1. La cosecha
La cosecha proporciona a los roneros la caña de azúcar para producir los diferentes tipos de ron. Antiguamente, los cosechadores utilizaban machetes para cortar los tallos lo más cerca posible de la raíz y recoger el segmento con mayor concentración de azúcar. Hoy en día, las máquinas hacen la mayor parte del trabajo pesado, pero el proceso sigue implicando lavar y cortar la caña en trozos pequeños.
2. Extracción del azúcar
La caña de azúcar contiene un 75% de agua y el resto es azúcar y fibra. Para extraer el jugo de azúcar, la caña cosechada se somete a un proceso de lavado, troceado y prensado. Así se obtiene el jugo de la caña de azúcar.
El proceso de fabricación del azúcar cotidiano (sí, el que se pone en el té) da lugar a un subproducto espeso y delicioso llamado melaza, que también puede utilizarse para hacer ron. Después de fermentar y destilar la melaza, el azúcar o el jugo de caña de azúcar, se crea un ron suave y delicioso.
3. Fermentación
Es increíble todo lo que se necesita para crear la botella perfecta de cualquier tipo de ron. Durante la fermentación, la levadura transforma los azúcares en alcohol, dando al ron su sabor único. Los productores mezclan levadura y agua con la caña para iniciar este proceso y, dependiendo de la cepa de levadura y el tipo de ron, la fermentación puede durar entre 24 horas y 3 semanas.

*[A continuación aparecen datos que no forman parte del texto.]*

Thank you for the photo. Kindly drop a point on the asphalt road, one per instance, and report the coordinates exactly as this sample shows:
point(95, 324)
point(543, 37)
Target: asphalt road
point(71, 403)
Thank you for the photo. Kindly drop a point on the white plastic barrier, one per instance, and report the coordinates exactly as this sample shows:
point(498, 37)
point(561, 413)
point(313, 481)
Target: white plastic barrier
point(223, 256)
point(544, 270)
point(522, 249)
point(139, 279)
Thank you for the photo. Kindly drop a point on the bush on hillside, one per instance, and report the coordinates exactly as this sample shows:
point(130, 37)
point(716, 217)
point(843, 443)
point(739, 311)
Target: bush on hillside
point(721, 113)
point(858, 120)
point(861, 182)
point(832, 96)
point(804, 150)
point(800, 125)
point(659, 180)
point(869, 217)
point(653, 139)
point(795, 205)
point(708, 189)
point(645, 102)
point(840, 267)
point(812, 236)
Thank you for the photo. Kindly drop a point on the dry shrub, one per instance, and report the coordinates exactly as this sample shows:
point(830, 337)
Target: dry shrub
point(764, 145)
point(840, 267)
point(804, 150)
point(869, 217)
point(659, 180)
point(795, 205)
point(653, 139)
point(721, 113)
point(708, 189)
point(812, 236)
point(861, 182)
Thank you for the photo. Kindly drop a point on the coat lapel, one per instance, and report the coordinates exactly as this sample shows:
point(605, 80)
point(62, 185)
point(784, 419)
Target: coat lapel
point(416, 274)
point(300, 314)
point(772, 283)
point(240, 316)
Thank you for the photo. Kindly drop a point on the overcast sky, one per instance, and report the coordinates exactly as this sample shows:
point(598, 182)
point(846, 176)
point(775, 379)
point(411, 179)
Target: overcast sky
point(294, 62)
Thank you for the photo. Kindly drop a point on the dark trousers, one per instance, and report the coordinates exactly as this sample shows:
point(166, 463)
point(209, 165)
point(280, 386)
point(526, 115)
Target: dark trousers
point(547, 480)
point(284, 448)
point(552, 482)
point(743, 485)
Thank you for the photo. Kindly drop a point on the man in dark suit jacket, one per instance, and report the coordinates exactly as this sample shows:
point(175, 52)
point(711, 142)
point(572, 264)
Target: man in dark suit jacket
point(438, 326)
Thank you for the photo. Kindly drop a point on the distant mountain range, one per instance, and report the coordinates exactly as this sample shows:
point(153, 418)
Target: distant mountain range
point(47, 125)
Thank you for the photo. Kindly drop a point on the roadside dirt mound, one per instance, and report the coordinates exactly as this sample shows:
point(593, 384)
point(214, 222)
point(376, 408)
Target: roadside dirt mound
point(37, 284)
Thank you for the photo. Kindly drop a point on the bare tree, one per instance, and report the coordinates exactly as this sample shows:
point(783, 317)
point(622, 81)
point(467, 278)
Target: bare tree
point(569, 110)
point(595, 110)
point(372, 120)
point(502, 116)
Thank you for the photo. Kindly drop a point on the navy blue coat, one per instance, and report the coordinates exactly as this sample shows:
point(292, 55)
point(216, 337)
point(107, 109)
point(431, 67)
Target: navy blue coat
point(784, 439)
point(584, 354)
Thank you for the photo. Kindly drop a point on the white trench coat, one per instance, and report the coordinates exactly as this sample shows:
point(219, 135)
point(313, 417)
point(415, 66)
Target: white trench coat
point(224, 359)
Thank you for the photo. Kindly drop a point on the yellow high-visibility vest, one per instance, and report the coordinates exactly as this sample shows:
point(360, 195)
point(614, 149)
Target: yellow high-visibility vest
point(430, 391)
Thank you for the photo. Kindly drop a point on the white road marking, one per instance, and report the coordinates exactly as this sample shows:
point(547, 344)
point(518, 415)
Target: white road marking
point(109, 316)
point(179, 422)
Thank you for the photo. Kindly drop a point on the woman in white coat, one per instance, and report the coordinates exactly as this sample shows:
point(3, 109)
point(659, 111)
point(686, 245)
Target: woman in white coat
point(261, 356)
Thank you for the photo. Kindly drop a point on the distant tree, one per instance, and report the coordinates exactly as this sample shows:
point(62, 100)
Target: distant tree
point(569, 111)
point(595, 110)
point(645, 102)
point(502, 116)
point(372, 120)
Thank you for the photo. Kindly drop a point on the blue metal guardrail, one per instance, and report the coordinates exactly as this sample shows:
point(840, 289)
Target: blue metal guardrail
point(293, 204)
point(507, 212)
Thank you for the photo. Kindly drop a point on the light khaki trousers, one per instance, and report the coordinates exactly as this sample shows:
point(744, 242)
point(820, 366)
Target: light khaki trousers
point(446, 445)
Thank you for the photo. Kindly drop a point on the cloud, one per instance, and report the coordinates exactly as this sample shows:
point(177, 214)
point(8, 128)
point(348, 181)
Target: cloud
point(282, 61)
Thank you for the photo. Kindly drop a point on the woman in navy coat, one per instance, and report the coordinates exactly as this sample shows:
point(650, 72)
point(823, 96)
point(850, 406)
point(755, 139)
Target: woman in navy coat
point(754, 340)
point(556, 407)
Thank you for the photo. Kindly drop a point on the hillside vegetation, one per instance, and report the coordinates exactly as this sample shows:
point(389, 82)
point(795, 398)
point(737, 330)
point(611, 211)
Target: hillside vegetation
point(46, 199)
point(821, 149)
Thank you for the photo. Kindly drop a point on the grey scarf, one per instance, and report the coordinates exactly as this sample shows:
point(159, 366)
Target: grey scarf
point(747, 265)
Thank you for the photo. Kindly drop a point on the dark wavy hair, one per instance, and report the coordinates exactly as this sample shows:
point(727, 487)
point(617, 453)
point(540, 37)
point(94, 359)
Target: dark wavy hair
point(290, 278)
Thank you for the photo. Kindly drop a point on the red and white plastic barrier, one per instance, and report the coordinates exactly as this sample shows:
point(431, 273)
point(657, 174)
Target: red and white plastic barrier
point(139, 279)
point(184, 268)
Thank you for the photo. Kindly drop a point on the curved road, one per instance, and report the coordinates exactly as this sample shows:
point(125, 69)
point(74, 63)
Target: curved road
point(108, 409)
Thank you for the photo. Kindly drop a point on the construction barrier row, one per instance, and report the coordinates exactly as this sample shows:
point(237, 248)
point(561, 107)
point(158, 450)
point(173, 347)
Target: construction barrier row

En esta fase pueden añadirse partes de fermentaciones anteriores o trozos de la caña utilizada para crear sabores realmente únicos.
4. Destilación
La destilación es un proceso bastante interesante. Básicamente, los destiladores parten de un líquido fermentado y lo calientan hasta que hierve. El alcohol del líquido se convierte en vapor más rápidamente que el agua, y así es como se extrae lo bueno. Existen dos métodos principales para hacerlo: el alambique de cobre y el alambique de columna. Ambos tienen sus ventajas, pero en realidad depende de lo que busques.